Watson shows himself equally inept at unraveling the relationships that link the characters living on the moor. He does not
realize that the Stapletons are actually married, that there is a love affair between Laura Lyons and the naturalist, or that
the latter is in fact a Baskerville.

But Watson is not content merely to misunderstand everything that is happening around him; he also displays reprehensible
negligence, which almost costs Sir Henry Baskerville his life. It is because Watson failed to keep watch over him that Sir
Henry runs the risk—at least in Holmes’s reconstruction of the event—of being attacked by the hound, which, led astray by
the scent on the clothing, finally pursues Selden.

Watson’s constant errors of interpretation have the effect of continually confronting readers with passages they will later
discover are based entirely on misperceptions.
*
So long as Watson continues to be wrong, so long as he feeds the reader fallacies, it is difficult to believe the final account
in which he implicitly affirms his friend’s conclusions.

The question of the reliability of the narrator is all the more important in
The Hound of the Baskervilles
since Watson often entrusts the narration to other characters, allowing their voices to tell the story. But their statements
are often not directly verifiable, even if their credibility can be supported in other ways.

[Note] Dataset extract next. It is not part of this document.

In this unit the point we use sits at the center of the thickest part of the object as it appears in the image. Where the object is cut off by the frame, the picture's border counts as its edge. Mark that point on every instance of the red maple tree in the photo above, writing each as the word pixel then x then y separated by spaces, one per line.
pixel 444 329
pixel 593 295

A characteristic example of this delegation of narration is the one offered at the beginning of the book to Dr. Mortimer.
He is of course not the only person to have seen the corpse of Sir Charles Baskerville, but he is the only one to have discovered
a dog’s footprints nearby, which he curiously deemed it wise not to mention to the police investigators:

There was a thrill in the doctor’s voice which showed that he was himself deeply moved by that which he told us. Holmes leaned
forward in his excitement, and his eyes had the hard, dry glitter which shot from them when he was keenly interested.

“You saw this?”

  “As clearly as I see you.”

  “And you said nothing?”

  “What was the use?”

  “How was it that no one else saw it?”

  “The marks were some twenty yards from the body and no one gave them a thought. I don’t suppose I should have done so had
I not known this legend.”
33

Mortimer then loses the narrator’s role, which he has occupied only for a few pages. But his story is decisive for the whole
case, since it is he who introduces the hypothesis of the dog and, at the same time, of murder. Holmes’s entire investigation
and the results he arrives at depend on the veracity of this initial testimony. If Mortimer, for whatever reason, has given
an inexact version—for instance by mistaking the prints of some other animal for a dog’s—then the detective’s whole solution
collapses. Here again, the fact that we’re dealing with eyewitness accounts has considerable consequences.